Ford CEO Jim Farley spoke to Automotive News to say that he believes the company's internal dysfunction has returned. This follows after Farley acknowledged Ford's quality-related issues in 2022 and said it would take several years to fix.
The American manufacturer has dominated the news cycle recently following a series of high-profile fails. F-150 Lightning production was halted after a fire broke out at the factory, while the production of the Escape had to be stopped over quality issues. And that was just last week.
In 2022, Ford issued more recalls than any other manufacturer, which isn't the kind of accolade you want tied to your brand. All of this is in addition to an $8 billion cost disadvantage compared to Ford's EV-producing rivals. Simply put, how Ford designs and builds EVs is too inefficient to make a decent profit.

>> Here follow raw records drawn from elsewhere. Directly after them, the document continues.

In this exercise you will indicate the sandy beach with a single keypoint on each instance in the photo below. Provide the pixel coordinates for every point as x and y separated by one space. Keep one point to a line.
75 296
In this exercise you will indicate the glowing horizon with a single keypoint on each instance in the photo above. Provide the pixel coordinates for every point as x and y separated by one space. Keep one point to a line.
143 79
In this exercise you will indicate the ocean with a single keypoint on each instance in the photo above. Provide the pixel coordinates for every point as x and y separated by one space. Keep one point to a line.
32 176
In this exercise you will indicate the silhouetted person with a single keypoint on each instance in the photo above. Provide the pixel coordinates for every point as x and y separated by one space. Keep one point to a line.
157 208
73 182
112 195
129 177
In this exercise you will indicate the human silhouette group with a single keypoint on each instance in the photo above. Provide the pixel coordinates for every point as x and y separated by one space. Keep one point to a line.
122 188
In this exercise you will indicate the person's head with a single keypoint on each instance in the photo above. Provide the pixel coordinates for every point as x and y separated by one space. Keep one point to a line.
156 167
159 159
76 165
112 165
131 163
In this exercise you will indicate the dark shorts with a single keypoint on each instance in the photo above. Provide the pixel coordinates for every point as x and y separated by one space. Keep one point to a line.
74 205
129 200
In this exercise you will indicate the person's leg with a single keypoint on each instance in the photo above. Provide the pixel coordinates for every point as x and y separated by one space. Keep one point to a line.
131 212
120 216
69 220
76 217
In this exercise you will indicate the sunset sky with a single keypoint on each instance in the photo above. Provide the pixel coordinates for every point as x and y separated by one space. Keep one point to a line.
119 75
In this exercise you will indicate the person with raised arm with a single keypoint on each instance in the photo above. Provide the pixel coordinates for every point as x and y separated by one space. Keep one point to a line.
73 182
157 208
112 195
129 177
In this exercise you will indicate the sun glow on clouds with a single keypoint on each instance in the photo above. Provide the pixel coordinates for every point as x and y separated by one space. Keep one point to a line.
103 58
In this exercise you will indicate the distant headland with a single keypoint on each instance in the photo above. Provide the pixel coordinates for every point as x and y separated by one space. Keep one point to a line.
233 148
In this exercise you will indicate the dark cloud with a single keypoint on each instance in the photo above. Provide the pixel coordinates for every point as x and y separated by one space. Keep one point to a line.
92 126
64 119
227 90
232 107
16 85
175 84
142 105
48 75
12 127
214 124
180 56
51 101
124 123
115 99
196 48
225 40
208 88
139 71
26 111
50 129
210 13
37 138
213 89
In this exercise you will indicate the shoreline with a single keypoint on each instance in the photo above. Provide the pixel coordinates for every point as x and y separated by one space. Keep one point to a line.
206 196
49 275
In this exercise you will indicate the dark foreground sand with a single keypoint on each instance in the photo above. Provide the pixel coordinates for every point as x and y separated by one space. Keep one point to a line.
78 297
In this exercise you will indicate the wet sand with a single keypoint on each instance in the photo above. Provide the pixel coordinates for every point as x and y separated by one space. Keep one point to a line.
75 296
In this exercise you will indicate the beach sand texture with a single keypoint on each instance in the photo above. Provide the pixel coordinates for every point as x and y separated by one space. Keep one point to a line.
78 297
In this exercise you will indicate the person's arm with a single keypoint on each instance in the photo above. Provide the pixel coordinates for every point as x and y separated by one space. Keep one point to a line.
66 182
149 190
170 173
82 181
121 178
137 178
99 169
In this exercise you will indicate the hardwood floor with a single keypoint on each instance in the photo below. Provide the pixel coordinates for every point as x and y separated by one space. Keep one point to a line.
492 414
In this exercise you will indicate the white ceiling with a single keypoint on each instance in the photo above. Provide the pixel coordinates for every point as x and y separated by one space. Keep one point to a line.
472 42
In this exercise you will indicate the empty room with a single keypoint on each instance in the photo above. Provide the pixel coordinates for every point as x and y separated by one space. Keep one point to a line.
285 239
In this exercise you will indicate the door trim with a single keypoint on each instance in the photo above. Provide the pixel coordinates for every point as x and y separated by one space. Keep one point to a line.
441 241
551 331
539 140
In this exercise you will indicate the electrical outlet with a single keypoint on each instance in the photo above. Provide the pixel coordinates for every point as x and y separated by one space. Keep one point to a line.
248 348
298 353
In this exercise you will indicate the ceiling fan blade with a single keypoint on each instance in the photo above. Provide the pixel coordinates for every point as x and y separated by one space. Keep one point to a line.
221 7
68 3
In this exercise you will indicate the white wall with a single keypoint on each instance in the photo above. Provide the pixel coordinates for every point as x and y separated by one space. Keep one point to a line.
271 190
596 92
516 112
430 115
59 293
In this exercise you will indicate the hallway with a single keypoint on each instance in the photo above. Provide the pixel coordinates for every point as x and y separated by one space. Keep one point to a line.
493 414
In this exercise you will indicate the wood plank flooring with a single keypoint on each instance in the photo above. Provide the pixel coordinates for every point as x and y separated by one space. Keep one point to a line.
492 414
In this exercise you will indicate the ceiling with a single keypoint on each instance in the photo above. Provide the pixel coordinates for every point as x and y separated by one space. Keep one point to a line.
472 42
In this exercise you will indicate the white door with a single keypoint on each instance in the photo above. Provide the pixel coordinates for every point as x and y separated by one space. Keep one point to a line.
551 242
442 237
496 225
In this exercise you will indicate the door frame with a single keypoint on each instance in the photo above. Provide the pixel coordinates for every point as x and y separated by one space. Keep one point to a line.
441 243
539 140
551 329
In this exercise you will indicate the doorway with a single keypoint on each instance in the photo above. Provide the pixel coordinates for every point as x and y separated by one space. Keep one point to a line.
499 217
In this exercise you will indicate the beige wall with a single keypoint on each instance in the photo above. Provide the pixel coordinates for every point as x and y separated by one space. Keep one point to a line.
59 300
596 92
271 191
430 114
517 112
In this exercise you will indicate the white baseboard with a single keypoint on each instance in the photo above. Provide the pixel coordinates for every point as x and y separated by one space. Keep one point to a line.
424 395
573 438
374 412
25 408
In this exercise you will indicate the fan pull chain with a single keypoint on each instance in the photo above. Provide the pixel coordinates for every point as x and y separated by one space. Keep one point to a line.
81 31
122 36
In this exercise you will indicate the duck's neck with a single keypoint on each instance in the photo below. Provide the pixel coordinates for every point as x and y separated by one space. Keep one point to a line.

According to Farley, former CEO Alan Mulally cleaned up the internal dysfunction, but it has returned.
"We can cut the cost and the people and do it quickly," said Farley. "But the reality is if you don't change the efficiency of engineering, supply chain, and manufacturing - the way people work - it'll grow back because it did. It all grew back. My job as CEO is to make sure far after I'm gone that it doesn't grow back."
The Blue Oval's executive chair, Bill Ford, explained. "It's been episodic for a lot of my career," said Ford "We get it right, we slide back, we get it right. I think we probably had so much focus on the future that we perhaps took the eye off the ball a little bit on the present. But Jim's got a full-court press on it, and we're already starting to see results."
Farley has already implemented several measures to increase quality, but he's right when he says it will take years to improve. "We have to design the vehicle totally differently. We have to manufacture it, source it, and sell it totally differently. That's been a big transition." These measures were already implemented with the Mustang Mach-E, which has its own set of unique problems.
Farley wants to redesign the manufacturing process so that assembly workers have less content to install on the line. He also wants to cut the number of fasteners and cast bigger and fewer parts, a la Tesla.
With fewer components to get wrong, the idea of mega-casting could be a perfect fit for a company plagued in the ways that Ford is.